Storage Trends 2015: The Year Of The eSSD

eSSD

NAND flash-based memory has already come to dominate the personal storage market, be it in laptops, tablets, smartphones or cameras. In enterprise applications where storage capacities for a single server are in the terabyte to petabyte ranges, hard disk drives (HDDs) are still widely used due to their lower cost per gigabyte and the availability of higher capacities per drive.

This situation is slowly changing with the increasing affordability of Enterprise SSDs (eSSDs), which is driven by a reduction in the cost per GB. This reduction in cost per GB is being supported by the adoption of new cell technologies such as the shift from SLC (single level cell) to MLC (multi-level cell) NAND flash memory, the shift to smaller processing nodes that enable higher bit densities and therefore greater capacities per unit size of chip, and increased economies of scale as demand grows.

eSSDs were initially adopted in cache applications and transaction processing systems that benefited greatly from the higher random access performance of NAND flash memory storage compared to HDDs.
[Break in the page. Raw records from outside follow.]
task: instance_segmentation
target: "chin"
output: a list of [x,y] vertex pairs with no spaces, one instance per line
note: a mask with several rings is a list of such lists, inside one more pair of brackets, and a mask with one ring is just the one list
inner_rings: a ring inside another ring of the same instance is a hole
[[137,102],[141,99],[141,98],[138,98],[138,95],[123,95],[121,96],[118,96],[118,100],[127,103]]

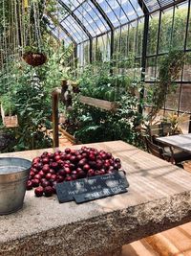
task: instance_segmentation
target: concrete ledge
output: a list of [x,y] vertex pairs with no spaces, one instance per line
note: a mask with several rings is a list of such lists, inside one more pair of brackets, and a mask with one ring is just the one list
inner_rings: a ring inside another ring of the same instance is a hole
[[[122,159],[129,192],[76,205],[29,191],[21,211],[0,217],[1,256],[119,256],[123,244],[191,220],[189,173],[123,142],[91,147]],[[21,154],[39,151],[9,155]]]

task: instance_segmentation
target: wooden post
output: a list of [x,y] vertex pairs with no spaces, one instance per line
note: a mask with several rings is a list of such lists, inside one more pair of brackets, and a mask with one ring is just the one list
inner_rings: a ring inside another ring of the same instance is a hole
[[59,135],[58,135],[58,101],[61,90],[55,88],[52,93],[52,105],[53,105],[53,148],[59,147]]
However, due to the high number of write/erase cycles in such applications (often greater than 10 entire drive writes per day [10 DWPD]), rather expensive SLC (€/GB) flash technologies were required. This limited the capacity of the drives used to just a few 100GB per device, which was fine for cache applications and transaction processing, but not for larger volume of data.

Today, applications requiring drives that can withstand 10 or more DWPD use eSSDs with specially selected MLC NAND flash memory, a high-level of over-provisioning and optimized error correction technologies.

Higher Capacity Futures

As we move into 2015, content delivery networks that offer digital music, video and games for download and streaming applications are also demanding higher data read performance. Because the content is not often updated, the frequency of write/erase cycles is lower.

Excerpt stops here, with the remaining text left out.